NDP Leader Carole James and three other NDP MLAs have submitted petitions in the legislature signed by constituents opposed to arts cutbacks.
James, who represents Victoria-Beacon Hill, told the House yesterday that her petition was signed by 2,290 people.
Stikine NDP MLA Doug Donaldson's petition had 843 signatures and Cariboo North NDP MLA Bob Simpson's petition had 224 signatures.
Vancouver-West End MLA Spencer Herbert told the Straight that his petition was signed by 1,200 people.
"What really impressed me in going through the names is that they were from all over the province—small communities, big communities," Herbert said. "It was a last-minute thing. Talking to the people who put out the petitions, the people were literally pulling them out of their hands [because] they wanted to sign them so badly. People are looking for any means possible to get the government to change its course."
According to Herbert, an ad hoc group loosely affiliated with Victoria's ProArt Alliance tried to take the petition provincewide.
He also credited small community arts councils across the B.C. for drawing attention to the government's funding cutbacks.
Herbert said that two B.C. Liberal MLAs, Ida Chong (Oak Bay-Gordon Head) and John Les (Chilliwack-Sumas) were also asked to present petitions to the legislature, but they wouldn't do this.
"We were trying to get that bipartisan support," Herbert said.
Les chairs the legislature's finance and government services committee.
Last year, the committee called on the government to restore arts funding in the upcoming budget, which is expected to be unveiled on March 2.
"I’m concerned what they’ll do is take the gaming money, put it in the B.C. Arts Council to keep the arts council budget whole, but overall that will still be more than a 50-percent cut in arts funding," Herbert said. "That's better than a 90-percent cut, but it's still brutal."
He added that the government might try to "fudge the numbers" and hope that people who are not familiar with the funding environment in B.C. will say, "Oh you got your money in the arts council, so why are you so upset?"
"People don't get that there is gaming money and there is arts council money," Herbert said.
Combining the gaming money and the arts council money, Herbert estimates that the B.C. government allocated $47.7 million to arts in the 2008-09 fiscal year.
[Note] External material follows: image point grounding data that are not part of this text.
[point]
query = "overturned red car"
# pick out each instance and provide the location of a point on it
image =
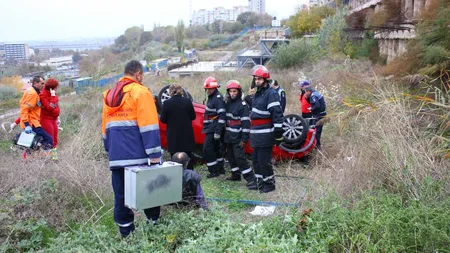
(299, 137)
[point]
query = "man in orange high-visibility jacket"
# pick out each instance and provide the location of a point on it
(30, 112)
(131, 137)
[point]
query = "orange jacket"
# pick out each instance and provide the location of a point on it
(30, 108)
(130, 124)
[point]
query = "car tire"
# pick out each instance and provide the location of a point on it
(163, 95)
(295, 129)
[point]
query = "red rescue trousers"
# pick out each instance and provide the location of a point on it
(51, 127)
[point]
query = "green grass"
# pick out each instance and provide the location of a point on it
(378, 222)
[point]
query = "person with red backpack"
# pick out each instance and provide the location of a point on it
(304, 101)
(266, 129)
(237, 134)
(50, 111)
(213, 126)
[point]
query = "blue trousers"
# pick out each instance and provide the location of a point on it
(262, 164)
(47, 140)
(124, 216)
(318, 130)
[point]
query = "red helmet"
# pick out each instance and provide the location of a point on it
(261, 71)
(233, 84)
(210, 83)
In 2009-2010, the gaming money was shuffled over to the arts council, which saw its legislative appropriation cut sharply.
In the most recent Ministry of Tourism, Culture and the Arts service plan for 2010-11, the government announced its intention to allocate $2.25 million for arts and culture, which is a sharp drop from the $27 million allocated in the 2008-09 budget.
According to the B.C. government's Web site, $10.93 million in grants are being funded this year through the B.C. Arts Council, and another $1.5 million through the Arts Legacy Fund and B.C. 150 Cultural Fund.
In addition, $7 million that wasn't spent from the 2008-09 legislative allocation was turned over to the B.C. Arts Council this year.
The Ministry of Housing and Social Development is allocating an additional $8.47 million in gaming grants to 324 B.C. arts and culture groups, according to the government Web site.
The B.C. government also says it has spent $4.1 million to fund community organizations with three-year gaming grant commitments, and gave $1.1 million to the B.C. Film Society.
This adds up to about $33 million, which is a 30-percent reduction from Herbert's estimate of $47.7 million for the previous year. However, the government claims that it spent $37.75 million on arts and artists in the previous year.
The NDP has prepared a chart that shows the B.C. Liberal government cut arts funding to $42 million in last February's budget, and then to $35.1 million in the postelection September budget. Next year, according to the NDP, the B.C. government plans to spend $6.95 million.
"Cutting arts investment in such a brutal way is bad for the economy," Herbert said. "The government's own studies show that. It will cost us jobs. It will cost us companies. It will cost us our ability to tell our stories and get to know each other. But it's also bad socially for so many reasons. These kinds of cuts are indefensible."